Mortgage rates, which have risen more than half a percent over the last five weeks, fell this week amid fears about the sturdiness of the nation’s banking industry. Silicon Valley Bank and two others that primarily support the technology industry shuttered operations, sending shock waves through the U.S. economy.
The 30-year fixed-rate mortgage decreased to 6.6% this week, Freddie Mac reports. That means most Americans can afford to buy a median-priced home and spend less than 25% of their gross income on their monthly mortgage payment—a gauge for measuring affordability—says Nadia Evangelou, senior economist and director of real estate research at the National Association of REALTORS®.
“Rates may decrease even further in the coming weeks, depending on reactions in the financial market and the outcome of the Fed’s meeting next week,” Evangelou adds. The Federal Reserve meets next week to decide the trajectory of its short-term benchmark interest rate and whether to continue or pull back on aggressive hikes.
Mortgage rates largely follow the course of 10-year Treasury yields, which have been falling ever since the announcement of the closures of Silicon Valley Bank, Signature Bank and Silvergate Capital.

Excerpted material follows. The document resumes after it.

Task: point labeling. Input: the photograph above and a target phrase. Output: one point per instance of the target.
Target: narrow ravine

“Turbulence in the financial markets is putting significant downward pressure on rates, which should benefit borrowers in the short-term,” says Sam Khater, Freddie Mac’s chief economist. “During times of high mortgage rate volatility, home buyers would greatly benefit from shopping for additional rate quotes.”
Freddie Mac’s research shows that home buyers could potentially save $600 to $1,200 annually by taking the extra time to shop and collect quotes from multiple lenders.
Freddie Mac reports the following national averages with mortgage rates for the week ending March 16:
- 30-year fixed-rate mortgages: averaged 6.6%, dropping from last week’s 6.73% average. Last year at this time, 30-year rates averaged 4.16%.
- 15-year fixed-rate mortgages: averaged 5.9%, dropping from last week’s 5.95% average. A year ago, 15-year rates averaged 3.39%.